Stochastic inequality, true? Consider two stochastic processes $X$ and $Y$ satisfying the following SDEs (with the same drift!):
$$X_t = x + \int_0^t b(X_s)ds + B_t$$
$$Y_t = y + \int_0^t b(Y_s)ds + B_t.$$
If $0<x<y$, is it then true that the sample paths of $Y$ are a.s. bigger than the sample paths of $X$? In other words.. is it true that
$$P(\forall~ t \ Y_t>X_t)=1?$$
If it is true, I don't see how to prove it! :( Btw. the drifts are not Lipschitz so I'm not allowed to use Gronwall here.

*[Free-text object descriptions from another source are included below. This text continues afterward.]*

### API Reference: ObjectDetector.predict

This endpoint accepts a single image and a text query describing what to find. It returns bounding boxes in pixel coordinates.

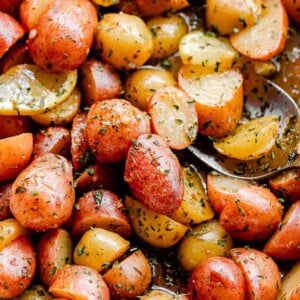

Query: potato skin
[0,182,13,220]
[124,134,183,215]
[37,228,73,286]
[0,11,24,58]
[219,185,283,242]
[0,115,32,139]
[79,58,122,106]
[72,189,132,239]
[187,256,247,300]
[10,153,75,231]
[28,0,97,73]
[103,250,152,299]
[0,235,36,299]
[87,99,151,163]
[49,265,110,300]
[33,126,71,158]
[264,201,300,260]
[230,248,281,300]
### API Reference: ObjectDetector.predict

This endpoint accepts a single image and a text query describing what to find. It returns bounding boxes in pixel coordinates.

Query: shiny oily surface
[188,73,300,180]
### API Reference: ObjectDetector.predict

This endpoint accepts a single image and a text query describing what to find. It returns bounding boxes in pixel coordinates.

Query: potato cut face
[0,64,77,115]
[214,115,279,161]
[179,31,236,70]
[179,68,243,106]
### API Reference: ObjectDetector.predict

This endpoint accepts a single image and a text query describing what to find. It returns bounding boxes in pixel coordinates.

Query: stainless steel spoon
[187,74,300,180]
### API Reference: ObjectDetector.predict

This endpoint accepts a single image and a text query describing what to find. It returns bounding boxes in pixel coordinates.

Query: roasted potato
[87,99,151,163]
[124,134,183,215]
[10,153,75,231]
[27,0,98,73]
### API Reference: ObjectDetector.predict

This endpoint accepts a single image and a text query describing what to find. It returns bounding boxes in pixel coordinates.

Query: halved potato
[206,0,262,35]
[31,87,81,126]
[214,115,279,160]
[230,0,289,60]
[178,67,243,138]
[125,195,188,248]
[171,166,214,225]
[179,31,236,71]
[0,64,77,115]
[73,227,130,273]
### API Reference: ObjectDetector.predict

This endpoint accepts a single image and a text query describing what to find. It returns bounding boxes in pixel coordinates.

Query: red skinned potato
[33,126,71,158]
[0,235,36,299]
[72,189,132,239]
[0,182,13,220]
[74,162,123,192]
[0,43,32,73]
[269,168,300,202]
[282,0,300,24]
[148,86,198,150]
[124,134,183,215]
[70,112,94,172]
[0,0,22,17]
[79,58,122,106]
[0,133,33,183]
[20,0,55,31]
[264,201,300,260]
[103,249,152,299]
[187,256,247,300]
[27,0,97,73]
[87,99,151,163]
[0,11,24,59]
[49,265,110,300]
[10,153,75,231]
[0,115,32,139]
[37,228,73,286]
[219,185,283,242]
[207,173,254,214]
[230,248,281,300]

Thanks a lot for the help.
 A: The claim holds true if there exists a unique solution to the SDE
$$dZ_t = b(Z_t) \, dt + dB_t, \qquad Z_0 = z \tag{1}$$
e.g. if $b$ is locally Lipschitz continuous.
Proof: Let $(X_t)_{t \geq 0}$ and $(Y_t)_{t \geq 0}$ be solutions to the SDEs
$$\begin{align*} dX_t &= b(X_t) \, dt + dB_t \qquad X_0 = x \tag{2} \\ dY_t &= b(Y_t) \, dt + dB_t \qquad Y_0 = y \tag{3}\end{align*}$$ for $x<y$. We define a stopping time $\tau$ by
$$\tau := \inf\{t>0; X_t > Y_t\}$$
where $\inf \emptyset := \infty$. Note that, by the continuity of the solutions, $X_{\tau} =Y_{\tau}$. Now set
$$\tilde{X}_t := \begin{cases} X_t, & t \leq \tau, \\ Y_t, & t>\tau. \end{cases}$$
Obviously, $\tilde{X}_0 = x$ and, moreover, 
$$d\tilde{X}_t = b(\tilde{X}_t) \, dt + dB_t.$$
(Intuitively, it should be clear that the last equation holds. Making this rigorous  requires some more effort; note that we do not need any further assumptions on $b$ to do so.) This means that $(\tilde{X}_t)_{t \geq 0}$ solves $(2)$. Consequently, we conclude from the uniqueness of the solution that $$\mathbb{P}(\tau<\infty)=0.$$
Hence,
$$\mathbb{P}(\forall t: X_t \leq Y_t)=1.$$
(Note that in general the equality $\mathbb{P}(\forall t: X_t<Y_t)=1$ does not hold.)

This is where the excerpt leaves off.